Zwar nicht als reinrassiger, denn ich bevorzuge eigentlich alle Angelarten des modernen  "Matchfischens".
Angefangen hat das Ganze in meiner Zeit als Jugendlicher, damals waren wir viel auf Meisterschaften unterwegs!
Nach einer PAuse von zehn Jahren hab ich dann letztes JAhr wieder Luft geschnuppert und bin dabei, wieder etwas tiefer einzusteigen, sprich momentan noch auf der Suche nach einem DAV-Team. 
Kurz zur Ausrüstung:
Stippen zwischen 8 und 13m
Matchruten bis 6m
Feeder bis 4,8m
Bolos bis 7m
Dann eben noch das ganze Kleinzeug, was man so braucht....

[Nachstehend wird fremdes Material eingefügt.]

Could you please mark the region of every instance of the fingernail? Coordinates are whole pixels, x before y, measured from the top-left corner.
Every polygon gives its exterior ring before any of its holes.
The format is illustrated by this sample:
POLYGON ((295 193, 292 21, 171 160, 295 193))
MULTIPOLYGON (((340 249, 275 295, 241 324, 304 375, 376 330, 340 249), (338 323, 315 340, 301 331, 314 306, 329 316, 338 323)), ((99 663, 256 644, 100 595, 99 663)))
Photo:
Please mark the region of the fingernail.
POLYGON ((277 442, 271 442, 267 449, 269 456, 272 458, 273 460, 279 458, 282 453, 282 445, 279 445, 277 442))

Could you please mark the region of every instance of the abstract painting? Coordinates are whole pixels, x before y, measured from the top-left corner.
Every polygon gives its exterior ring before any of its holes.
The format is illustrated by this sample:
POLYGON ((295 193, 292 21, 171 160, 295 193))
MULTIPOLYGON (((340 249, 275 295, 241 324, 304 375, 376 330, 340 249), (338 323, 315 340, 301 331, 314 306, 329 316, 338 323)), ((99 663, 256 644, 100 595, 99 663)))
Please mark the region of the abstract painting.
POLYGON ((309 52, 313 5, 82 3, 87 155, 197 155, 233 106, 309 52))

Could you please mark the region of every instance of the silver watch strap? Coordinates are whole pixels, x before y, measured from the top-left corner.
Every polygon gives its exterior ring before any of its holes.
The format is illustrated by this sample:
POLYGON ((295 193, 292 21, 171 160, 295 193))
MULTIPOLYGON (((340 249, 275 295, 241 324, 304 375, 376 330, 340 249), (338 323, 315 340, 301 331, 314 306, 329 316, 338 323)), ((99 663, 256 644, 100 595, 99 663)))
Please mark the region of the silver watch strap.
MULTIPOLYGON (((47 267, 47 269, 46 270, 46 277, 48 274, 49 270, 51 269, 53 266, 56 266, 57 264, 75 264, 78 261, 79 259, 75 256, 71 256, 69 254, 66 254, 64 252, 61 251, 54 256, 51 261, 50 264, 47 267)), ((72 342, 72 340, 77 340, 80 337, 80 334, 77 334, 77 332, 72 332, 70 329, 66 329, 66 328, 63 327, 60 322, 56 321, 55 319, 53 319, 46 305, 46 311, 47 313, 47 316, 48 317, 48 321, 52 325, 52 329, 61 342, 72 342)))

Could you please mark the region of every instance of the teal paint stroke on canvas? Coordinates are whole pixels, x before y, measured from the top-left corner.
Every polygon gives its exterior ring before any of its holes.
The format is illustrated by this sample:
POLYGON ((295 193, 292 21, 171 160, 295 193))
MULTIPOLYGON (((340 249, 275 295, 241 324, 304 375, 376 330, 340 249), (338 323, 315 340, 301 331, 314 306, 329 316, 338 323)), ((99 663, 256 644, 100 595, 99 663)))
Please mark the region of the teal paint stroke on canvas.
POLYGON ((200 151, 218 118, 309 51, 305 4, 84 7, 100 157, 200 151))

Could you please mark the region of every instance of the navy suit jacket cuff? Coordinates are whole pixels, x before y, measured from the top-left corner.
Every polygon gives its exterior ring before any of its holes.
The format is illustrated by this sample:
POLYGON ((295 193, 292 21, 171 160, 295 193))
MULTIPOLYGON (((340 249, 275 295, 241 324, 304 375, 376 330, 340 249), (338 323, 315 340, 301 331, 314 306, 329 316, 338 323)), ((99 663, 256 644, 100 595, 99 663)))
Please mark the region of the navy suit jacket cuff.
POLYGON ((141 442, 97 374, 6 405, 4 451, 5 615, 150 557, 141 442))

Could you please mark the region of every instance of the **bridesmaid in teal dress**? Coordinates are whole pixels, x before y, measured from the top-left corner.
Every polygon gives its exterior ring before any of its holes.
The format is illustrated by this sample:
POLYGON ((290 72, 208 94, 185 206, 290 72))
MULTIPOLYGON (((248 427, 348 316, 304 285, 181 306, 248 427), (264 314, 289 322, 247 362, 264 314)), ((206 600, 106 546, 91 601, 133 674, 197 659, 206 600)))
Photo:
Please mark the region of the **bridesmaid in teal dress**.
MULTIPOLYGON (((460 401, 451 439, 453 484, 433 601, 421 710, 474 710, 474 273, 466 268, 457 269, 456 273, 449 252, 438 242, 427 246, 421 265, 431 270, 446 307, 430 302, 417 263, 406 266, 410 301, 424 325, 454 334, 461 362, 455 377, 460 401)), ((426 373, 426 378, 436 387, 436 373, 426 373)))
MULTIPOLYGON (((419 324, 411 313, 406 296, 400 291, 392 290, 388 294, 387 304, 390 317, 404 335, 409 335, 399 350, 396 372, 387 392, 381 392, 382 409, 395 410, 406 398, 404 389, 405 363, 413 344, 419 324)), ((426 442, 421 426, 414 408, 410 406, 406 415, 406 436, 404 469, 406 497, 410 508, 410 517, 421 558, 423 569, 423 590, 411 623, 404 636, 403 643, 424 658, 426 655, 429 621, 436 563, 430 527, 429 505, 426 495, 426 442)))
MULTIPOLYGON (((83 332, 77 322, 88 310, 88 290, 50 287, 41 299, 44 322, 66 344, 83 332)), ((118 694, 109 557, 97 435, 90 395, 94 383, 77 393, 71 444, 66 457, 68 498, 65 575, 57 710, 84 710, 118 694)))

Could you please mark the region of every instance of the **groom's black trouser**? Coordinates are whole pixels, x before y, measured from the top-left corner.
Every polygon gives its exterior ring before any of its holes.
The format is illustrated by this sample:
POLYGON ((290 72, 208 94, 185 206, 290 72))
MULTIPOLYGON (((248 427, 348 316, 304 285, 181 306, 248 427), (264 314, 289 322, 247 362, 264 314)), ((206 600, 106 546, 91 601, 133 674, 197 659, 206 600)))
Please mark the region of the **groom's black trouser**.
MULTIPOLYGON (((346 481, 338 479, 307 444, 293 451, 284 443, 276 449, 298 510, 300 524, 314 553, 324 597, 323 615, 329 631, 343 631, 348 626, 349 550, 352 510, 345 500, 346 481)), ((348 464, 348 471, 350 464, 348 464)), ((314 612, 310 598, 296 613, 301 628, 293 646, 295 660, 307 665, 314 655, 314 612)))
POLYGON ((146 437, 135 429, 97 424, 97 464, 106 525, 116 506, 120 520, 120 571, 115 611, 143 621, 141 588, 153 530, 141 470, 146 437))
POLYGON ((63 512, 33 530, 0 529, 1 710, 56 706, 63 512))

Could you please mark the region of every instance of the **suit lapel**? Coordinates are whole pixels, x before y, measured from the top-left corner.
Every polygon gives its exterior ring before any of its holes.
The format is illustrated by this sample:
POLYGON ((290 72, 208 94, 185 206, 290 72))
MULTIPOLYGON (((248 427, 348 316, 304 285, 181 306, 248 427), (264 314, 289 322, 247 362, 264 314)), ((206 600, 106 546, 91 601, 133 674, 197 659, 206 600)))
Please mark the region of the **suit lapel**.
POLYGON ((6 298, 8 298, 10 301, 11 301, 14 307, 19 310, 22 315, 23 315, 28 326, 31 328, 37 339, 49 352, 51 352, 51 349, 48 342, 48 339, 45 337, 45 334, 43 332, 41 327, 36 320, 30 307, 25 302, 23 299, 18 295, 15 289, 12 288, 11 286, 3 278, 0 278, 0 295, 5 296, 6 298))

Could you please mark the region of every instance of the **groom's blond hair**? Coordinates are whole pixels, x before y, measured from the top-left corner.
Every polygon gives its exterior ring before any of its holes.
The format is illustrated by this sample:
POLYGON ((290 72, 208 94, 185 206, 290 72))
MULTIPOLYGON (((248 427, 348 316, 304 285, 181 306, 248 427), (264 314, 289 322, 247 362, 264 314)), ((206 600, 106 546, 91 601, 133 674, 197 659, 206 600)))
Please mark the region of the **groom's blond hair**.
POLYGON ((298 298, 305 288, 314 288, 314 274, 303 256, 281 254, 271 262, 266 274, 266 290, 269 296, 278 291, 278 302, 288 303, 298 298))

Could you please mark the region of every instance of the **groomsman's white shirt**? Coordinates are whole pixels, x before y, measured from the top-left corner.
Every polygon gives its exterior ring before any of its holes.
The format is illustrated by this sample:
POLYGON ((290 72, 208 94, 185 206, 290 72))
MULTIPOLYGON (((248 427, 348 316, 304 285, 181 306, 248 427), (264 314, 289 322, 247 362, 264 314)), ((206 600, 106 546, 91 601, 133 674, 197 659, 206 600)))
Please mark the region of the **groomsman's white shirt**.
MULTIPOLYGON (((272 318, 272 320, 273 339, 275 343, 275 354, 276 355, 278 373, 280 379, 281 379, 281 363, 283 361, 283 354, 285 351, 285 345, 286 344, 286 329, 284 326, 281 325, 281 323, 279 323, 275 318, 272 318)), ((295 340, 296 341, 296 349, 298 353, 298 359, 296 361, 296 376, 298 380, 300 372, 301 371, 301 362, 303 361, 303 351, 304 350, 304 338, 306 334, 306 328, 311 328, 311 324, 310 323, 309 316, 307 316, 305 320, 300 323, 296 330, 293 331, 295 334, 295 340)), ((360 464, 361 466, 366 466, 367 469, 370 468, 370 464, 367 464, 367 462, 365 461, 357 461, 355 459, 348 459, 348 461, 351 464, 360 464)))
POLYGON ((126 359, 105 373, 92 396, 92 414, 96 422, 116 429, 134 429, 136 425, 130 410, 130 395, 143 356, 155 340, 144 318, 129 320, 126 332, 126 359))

Da eingangs die Frage nach Tandems gestellt wurde: Hatte letztes Jahr das Vergnügen, bei so einer Veranstaltung mitzufischen. Sehr gewöhnungsbedürftig, aber unheimlich interessant. Man muß eben auf seinen Nebenmann aufpassen!
Aber mit ein wenig Strategie fiindet man so recht schnell die opt. angelentfernung und -art.

Gruß Uwe


----------



## DerStipper (15. Juni 2005)

*AW: Wer von euch ist Stipper?*



			
				Fabian89 schrieb:
			
		

> du hast aber viele ruten, und dann noch jede art in mehreren unterschiedlichen größen...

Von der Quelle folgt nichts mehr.